結果還沒碰到王學洲,就被旁邊飛來的一腳給踹的倒飛出去了兩米遠,重重的摔在地上,爬不起來。


    王學洲手中的匕首紮了個寂寞。


    不過他被這一腳的力道給狠狠地震到了。


    他扭頭看去,隻見一個人正啃著手指頭歪著腦袋在看他,見他看過去,他咧著嘴喊道:“壞人,壞人!”


    他頭發亂糟糟的頂在腦袋上遮住了上半張臉,身上的衣服破破爛爛,還有皮膚髒兮兮的裸露著,赤著一雙腳站在那,將自己的手指頭啃的津津有味兒。

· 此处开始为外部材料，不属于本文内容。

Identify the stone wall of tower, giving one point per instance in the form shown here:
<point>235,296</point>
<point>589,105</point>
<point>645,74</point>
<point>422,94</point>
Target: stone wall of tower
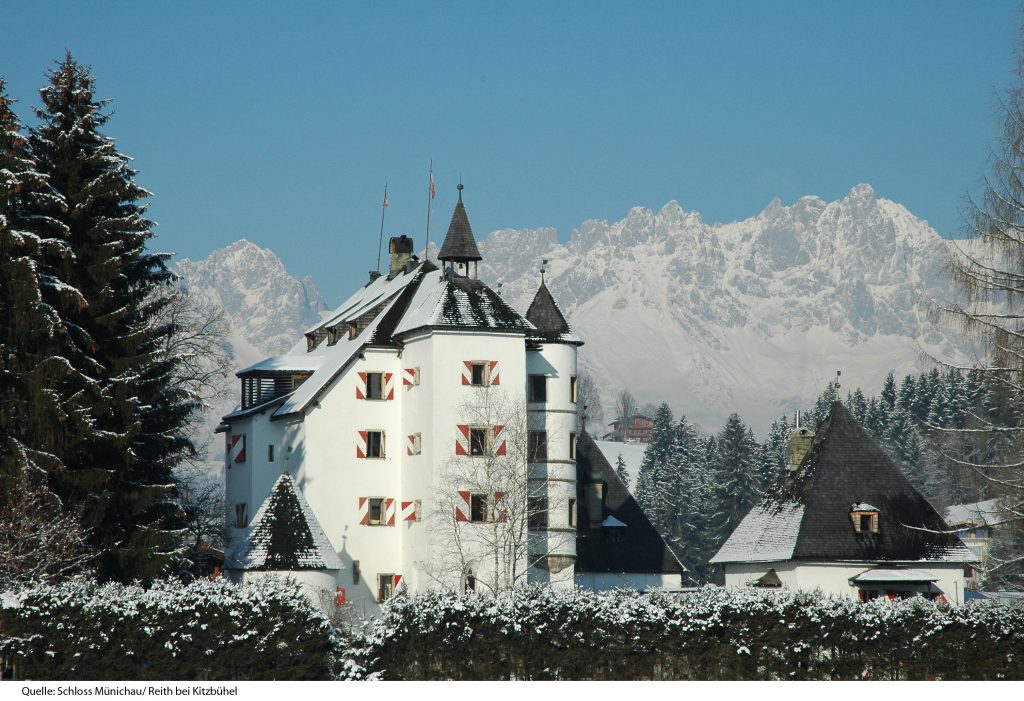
<point>554,478</point>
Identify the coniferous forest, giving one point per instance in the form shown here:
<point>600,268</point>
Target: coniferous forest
<point>93,413</point>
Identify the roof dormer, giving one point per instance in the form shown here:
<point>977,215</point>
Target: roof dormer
<point>460,246</point>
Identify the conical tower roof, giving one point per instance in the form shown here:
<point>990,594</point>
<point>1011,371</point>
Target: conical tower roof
<point>460,246</point>
<point>285,535</point>
<point>545,314</point>
<point>807,516</point>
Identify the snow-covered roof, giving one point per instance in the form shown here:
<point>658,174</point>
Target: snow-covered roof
<point>881,575</point>
<point>768,533</point>
<point>981,512</point>
<point>283,363</point>
<point>807,515</point>
<point>285,535</point>
<point>549,320</point>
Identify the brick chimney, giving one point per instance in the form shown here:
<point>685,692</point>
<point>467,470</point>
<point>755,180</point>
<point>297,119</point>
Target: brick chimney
<point>400,249</point>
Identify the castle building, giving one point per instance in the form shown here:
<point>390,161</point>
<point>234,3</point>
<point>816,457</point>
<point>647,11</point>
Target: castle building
<point>845,521</point>
<point>424,435</point>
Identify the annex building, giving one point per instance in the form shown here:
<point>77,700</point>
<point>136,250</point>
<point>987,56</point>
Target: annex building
<point>844,520</point>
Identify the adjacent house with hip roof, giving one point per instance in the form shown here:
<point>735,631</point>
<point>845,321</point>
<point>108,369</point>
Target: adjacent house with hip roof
<point>375,436</point>
<point>846,521</point>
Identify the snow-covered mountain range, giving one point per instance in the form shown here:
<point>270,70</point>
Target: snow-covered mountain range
<point>753,316</point>
<point>265,310</point>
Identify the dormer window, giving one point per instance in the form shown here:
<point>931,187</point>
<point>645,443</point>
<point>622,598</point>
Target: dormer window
<point>864,517</point>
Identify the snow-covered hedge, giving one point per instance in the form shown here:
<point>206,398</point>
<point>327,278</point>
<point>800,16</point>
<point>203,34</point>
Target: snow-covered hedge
<point>540,633</point>
<point>204,630</point>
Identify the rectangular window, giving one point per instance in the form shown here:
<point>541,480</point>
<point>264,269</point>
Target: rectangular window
<point>375,385</point>
<point>537,513</point>
<point>376,511</point>
<point>375,443</point>
<point>538,388</point>
<point>478,443</point>
<point>478,508</point>
<point>241,515</point>
<point>538,446</point>
<point>385,587</point>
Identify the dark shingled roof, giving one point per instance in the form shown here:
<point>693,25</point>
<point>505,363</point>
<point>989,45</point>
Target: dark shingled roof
<point>285,535</point>
<point>638,546</point>
<point>846,467</point>
<point>545,314</point>
<point>459,245</point>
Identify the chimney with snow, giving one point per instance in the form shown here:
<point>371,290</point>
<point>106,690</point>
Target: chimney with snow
<point>400,249</point>
<point>800,444</point>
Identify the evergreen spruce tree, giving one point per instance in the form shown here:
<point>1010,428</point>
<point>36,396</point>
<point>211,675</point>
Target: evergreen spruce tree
<point>737,484</point>
<point>773,455</point>
<point>905,395</point>
<point>122,472</point>
<point>654,484</point>
<point>858,405</point>
<point>889,392</point>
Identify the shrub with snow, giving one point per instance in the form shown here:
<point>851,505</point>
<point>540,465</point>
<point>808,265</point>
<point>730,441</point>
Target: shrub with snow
<point>204,630</point>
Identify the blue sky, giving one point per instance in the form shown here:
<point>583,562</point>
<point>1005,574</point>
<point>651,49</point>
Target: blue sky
<point>281,122</point>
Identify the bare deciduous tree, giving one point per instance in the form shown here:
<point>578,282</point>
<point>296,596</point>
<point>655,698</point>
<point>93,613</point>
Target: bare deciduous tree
<point>202,500</point>
<point>484,501</point>
<point>205,366</point>
<point>626,404</point>
<point>989,269</point>
<point>39,540</point>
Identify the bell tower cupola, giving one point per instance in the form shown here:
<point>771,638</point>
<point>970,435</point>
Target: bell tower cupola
<point>459,248</point>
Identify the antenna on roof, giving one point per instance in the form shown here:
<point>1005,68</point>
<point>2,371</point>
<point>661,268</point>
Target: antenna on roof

    王學洲原本就連他的性別都有些分辨不出來,但是他一開口就聽出來了,是個男的,而且年紀應該不大。


    隻是神態明顯看上去不像是常人。


    聽到動靜的斧頭下了狠手,劈手奪了王五斤的刀朝著石木的腿上一劃,狠聲說道:“誰再敢動手,我殺了你們!”


    見了血,場麵一下子安靜下來。


    王五斤吐了口唾沫,深覺丟人。


    他娘的,要不是顧忌著人多傷及無辜不好交差,他早就白刀子進紅刀子出了。


    “兄弟們,全捆了!真有反抗的,就給他們一刀讓他們老實老實。”


    王五斤不再顧慮,其他人立馬開始動作。


    王學洲鎮定的將匕首裝回去,看著少年:“謝謝?”


    “嘿嘿。”


    少年看上去好似有些害羞一樣,將自己像雜草一樣的頭發往臉上蓋了蓋。


    “哎喲!造孽啊,你咋跑過來了?快一邊兒去,別耽誤了人家公子的正事。”


    旁邊有村民看到那少年,慌忙跑過來用手趕他,一邊和王學洲解釋道:“公子不必理會,這個傻子是我們村的,爹娘不在了又沒人管他,所以有些埋汰,您別怪罪。”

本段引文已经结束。